Born in Auckland, New Zealand, in 1892, Keith Murray came to England with his parents in 1906 and after a stint with the Royal Air Force in the First World War trained as an architect. His architectural career was cut short by the economic depression that hit the building trade in the 1920s and 1930s, and he turned to other forms of design. Having produced some designs for glass pieces for other companies, he was invited to design for Wedgwood on a freelance basis. Murray's pieces were prominently displayed at an exhibition held by John Lewis in 1933, and by 1935 his work was attracting a lot of attention; in 1936 Wedgwood held an exhibition of its own which featured many of Keith Murray’s designs. In 1936, Murray was appointed to design the new Wedgwood factory at Barlaston in Staffordshire; after the Second World War, he returned to architecture and left his design work behind. Murray died in 1981.

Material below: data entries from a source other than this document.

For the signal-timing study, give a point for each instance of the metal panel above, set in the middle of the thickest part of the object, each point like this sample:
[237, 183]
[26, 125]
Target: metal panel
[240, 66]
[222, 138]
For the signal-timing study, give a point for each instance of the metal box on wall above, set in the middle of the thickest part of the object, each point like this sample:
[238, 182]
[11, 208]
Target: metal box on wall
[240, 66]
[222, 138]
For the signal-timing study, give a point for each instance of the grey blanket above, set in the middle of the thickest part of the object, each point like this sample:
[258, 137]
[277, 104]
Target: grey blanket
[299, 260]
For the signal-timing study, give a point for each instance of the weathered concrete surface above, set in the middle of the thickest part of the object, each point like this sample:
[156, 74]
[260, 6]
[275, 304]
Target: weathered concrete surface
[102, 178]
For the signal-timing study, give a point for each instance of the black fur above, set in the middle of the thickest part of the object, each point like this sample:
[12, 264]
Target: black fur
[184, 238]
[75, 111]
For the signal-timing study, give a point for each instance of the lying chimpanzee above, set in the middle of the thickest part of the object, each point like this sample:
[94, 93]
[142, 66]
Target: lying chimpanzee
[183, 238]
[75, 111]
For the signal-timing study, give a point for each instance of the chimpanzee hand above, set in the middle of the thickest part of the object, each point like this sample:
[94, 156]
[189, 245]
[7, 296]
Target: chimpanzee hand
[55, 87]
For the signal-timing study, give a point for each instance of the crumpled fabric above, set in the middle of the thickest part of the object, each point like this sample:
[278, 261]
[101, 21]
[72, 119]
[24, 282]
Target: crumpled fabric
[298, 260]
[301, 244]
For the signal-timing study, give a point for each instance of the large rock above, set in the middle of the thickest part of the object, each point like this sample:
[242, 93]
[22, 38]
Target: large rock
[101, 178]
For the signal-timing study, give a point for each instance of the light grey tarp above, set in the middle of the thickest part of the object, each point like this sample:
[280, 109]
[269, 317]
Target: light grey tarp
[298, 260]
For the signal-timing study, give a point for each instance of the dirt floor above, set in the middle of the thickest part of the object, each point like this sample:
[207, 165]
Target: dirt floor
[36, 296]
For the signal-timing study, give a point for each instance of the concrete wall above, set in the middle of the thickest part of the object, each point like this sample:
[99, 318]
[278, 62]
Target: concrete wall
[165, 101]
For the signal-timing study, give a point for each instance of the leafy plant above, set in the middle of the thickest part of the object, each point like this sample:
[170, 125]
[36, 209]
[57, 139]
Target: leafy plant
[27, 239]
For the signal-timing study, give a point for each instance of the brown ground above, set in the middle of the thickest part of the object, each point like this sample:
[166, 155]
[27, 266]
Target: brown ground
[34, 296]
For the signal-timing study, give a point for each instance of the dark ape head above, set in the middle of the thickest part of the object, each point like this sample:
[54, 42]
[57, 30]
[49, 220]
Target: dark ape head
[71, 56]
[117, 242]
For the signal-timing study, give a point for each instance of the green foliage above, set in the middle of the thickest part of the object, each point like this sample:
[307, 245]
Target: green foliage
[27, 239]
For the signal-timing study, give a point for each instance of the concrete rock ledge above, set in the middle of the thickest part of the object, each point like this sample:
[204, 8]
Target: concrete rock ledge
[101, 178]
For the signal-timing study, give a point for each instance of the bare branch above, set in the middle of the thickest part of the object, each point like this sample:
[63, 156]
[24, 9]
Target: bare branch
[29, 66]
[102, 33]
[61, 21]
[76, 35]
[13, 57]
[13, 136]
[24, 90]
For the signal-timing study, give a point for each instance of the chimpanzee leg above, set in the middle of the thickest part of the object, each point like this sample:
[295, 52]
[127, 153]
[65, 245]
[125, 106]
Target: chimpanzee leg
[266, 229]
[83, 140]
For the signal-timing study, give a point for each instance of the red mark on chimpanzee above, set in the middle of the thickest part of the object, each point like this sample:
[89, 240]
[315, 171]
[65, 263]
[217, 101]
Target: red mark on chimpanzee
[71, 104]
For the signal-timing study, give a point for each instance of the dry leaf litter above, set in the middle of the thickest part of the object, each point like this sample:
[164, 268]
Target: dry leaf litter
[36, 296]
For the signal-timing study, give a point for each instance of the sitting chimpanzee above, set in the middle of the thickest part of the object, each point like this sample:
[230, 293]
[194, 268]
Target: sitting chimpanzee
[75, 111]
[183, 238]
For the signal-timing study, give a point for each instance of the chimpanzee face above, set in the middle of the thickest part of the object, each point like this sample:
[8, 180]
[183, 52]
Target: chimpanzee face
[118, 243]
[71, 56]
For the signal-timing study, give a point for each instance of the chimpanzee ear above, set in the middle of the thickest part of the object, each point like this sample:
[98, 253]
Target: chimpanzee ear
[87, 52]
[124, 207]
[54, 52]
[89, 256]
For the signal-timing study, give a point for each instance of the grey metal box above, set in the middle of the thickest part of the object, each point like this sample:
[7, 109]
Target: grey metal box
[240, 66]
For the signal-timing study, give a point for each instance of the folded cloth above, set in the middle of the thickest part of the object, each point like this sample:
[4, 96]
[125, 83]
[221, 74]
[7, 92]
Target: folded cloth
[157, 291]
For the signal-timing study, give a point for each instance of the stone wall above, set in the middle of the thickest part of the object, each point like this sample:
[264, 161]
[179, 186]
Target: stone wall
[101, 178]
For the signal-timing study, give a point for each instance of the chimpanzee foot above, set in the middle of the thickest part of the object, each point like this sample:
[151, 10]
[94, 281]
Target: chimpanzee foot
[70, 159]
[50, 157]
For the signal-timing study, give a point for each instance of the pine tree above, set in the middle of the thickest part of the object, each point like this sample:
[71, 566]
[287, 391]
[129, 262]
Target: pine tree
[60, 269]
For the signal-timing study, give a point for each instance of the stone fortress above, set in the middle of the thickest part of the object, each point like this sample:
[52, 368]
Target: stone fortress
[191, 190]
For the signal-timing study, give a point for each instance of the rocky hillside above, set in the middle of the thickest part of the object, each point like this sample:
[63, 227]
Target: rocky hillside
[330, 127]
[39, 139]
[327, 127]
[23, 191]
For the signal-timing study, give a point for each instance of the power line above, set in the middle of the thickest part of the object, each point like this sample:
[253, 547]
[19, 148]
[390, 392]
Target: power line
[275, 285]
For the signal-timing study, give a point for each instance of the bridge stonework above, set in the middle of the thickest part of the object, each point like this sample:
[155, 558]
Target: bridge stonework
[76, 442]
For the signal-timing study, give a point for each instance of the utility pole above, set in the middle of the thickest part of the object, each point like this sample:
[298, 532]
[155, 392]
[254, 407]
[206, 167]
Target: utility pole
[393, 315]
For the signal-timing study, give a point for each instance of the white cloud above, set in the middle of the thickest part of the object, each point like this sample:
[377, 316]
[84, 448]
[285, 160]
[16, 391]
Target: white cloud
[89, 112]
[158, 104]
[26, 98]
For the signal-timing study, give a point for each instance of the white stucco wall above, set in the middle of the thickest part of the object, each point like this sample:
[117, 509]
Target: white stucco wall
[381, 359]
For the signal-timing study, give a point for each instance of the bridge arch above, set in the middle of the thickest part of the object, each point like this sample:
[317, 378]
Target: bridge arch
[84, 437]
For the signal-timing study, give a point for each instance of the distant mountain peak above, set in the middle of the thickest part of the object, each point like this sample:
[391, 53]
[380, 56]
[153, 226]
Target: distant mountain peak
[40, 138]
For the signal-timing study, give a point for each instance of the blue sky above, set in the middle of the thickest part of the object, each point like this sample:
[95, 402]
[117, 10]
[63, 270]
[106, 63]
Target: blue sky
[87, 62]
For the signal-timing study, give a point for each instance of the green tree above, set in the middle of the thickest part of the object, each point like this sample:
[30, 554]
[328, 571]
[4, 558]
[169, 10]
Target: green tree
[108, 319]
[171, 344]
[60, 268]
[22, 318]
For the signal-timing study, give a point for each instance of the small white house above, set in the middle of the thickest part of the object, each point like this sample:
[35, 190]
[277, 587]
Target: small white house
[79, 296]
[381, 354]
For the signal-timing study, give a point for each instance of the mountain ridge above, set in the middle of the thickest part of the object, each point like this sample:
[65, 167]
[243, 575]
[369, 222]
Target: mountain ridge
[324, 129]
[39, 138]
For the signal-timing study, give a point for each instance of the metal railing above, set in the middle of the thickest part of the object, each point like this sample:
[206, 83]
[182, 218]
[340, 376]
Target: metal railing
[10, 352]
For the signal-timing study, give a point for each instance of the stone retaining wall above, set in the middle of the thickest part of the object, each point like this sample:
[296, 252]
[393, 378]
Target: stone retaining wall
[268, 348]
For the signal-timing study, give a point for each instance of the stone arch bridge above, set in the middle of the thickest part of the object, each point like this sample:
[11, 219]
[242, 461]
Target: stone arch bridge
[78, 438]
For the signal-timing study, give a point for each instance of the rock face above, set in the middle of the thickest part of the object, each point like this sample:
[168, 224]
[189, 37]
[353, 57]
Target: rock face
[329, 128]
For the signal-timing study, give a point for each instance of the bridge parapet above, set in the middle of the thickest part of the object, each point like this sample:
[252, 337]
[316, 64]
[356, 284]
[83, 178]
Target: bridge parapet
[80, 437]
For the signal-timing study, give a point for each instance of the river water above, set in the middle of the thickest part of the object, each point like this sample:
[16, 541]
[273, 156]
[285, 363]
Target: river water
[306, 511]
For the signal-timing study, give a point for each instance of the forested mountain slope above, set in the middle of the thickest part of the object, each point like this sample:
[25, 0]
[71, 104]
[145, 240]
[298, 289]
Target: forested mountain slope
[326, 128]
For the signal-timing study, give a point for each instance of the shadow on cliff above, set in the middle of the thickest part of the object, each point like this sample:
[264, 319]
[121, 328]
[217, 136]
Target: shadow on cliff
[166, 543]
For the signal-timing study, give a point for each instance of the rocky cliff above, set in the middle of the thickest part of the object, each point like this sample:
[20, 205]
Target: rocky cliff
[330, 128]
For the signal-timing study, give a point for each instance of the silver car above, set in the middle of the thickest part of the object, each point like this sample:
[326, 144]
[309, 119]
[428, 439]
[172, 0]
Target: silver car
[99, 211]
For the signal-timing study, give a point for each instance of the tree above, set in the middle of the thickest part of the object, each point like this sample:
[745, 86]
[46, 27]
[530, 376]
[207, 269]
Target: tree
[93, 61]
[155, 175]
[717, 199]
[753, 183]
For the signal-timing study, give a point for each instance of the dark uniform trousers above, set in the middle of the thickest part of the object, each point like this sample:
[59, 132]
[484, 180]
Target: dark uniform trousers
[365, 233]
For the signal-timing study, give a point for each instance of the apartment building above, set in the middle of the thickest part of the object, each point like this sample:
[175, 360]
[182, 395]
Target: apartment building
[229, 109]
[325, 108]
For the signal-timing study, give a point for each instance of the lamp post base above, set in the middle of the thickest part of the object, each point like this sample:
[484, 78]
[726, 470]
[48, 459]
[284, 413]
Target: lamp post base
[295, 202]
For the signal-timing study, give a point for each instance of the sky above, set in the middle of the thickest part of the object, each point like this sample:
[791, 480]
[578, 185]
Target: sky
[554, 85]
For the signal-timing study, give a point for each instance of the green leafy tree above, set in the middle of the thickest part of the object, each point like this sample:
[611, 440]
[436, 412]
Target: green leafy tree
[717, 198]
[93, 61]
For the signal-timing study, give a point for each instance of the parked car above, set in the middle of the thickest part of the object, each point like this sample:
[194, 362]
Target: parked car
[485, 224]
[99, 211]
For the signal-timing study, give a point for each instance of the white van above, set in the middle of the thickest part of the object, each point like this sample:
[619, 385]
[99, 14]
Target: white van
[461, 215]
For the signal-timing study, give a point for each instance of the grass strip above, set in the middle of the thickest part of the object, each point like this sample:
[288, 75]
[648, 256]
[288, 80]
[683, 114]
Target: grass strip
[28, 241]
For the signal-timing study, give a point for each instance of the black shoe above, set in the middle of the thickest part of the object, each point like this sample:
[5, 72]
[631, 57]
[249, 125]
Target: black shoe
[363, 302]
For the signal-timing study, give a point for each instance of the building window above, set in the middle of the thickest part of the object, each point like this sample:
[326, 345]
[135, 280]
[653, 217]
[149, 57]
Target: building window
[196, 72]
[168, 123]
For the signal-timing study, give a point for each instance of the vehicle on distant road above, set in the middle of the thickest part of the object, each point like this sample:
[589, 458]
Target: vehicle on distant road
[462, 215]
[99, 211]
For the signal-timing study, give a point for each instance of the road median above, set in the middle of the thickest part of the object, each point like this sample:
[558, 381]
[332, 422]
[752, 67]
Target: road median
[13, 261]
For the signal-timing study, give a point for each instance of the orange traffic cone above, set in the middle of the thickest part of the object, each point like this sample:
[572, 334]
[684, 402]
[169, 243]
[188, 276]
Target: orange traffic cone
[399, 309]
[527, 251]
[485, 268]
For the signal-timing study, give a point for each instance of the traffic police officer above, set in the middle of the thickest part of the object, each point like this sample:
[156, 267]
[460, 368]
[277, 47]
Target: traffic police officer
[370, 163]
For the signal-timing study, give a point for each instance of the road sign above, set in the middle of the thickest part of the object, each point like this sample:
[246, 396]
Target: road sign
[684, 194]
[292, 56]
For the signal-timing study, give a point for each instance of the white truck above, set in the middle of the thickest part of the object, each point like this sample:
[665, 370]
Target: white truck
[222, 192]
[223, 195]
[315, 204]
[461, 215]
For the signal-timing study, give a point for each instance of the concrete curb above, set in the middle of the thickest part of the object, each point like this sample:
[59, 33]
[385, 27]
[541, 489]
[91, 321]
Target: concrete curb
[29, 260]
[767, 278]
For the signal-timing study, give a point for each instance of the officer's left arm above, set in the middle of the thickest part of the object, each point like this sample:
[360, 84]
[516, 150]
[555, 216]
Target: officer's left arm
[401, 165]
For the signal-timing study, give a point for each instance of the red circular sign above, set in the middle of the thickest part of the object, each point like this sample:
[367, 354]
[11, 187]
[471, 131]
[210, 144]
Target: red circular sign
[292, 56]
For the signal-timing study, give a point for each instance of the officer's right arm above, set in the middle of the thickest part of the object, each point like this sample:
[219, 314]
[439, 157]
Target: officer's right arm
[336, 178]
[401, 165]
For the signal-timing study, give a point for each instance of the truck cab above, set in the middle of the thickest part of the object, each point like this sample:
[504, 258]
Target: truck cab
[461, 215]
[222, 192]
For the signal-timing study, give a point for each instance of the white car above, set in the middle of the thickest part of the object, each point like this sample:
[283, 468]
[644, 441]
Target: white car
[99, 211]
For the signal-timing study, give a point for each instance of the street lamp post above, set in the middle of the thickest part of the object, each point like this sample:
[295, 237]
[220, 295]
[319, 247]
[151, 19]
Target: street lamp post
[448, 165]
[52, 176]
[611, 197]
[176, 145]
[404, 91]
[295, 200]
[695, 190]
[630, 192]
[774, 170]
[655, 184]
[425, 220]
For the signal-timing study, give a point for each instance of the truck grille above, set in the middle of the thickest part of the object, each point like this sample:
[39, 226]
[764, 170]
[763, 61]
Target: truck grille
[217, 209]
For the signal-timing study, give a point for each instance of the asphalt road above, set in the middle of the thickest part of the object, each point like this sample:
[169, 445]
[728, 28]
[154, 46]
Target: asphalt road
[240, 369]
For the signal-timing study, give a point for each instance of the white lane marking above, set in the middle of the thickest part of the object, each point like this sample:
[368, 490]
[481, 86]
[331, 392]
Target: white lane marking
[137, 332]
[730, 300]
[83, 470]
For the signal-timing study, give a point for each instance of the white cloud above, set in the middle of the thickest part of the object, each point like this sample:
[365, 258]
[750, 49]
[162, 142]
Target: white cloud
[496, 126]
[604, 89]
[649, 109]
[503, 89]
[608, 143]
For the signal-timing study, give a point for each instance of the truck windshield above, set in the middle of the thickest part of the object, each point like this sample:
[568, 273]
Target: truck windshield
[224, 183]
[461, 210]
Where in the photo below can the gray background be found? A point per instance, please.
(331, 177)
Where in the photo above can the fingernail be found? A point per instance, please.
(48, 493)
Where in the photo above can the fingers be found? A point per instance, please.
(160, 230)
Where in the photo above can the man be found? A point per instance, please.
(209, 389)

Keith Murray’s designs for Wedgwood are very popular with collectors. True to his architectural training, his pieces are elegant, geometric and structural and the simplicity of his designs have made them a favourite with connoisseurs. Popular tableware designs include Lotus, Weeping Willow, Iris and Pink Flower and the most desirable colours are bronze, black, grey and moonstone. Genuine examples should carry either Keith Murray’s signature or his initials and the word ‘WEDGWOOD’.
As with all ceramics, the value of the individual item is largely dependent on the age, condition and rarity. Any damage reduces value considerably, but good, clean examples with no chips or cracks are in demand.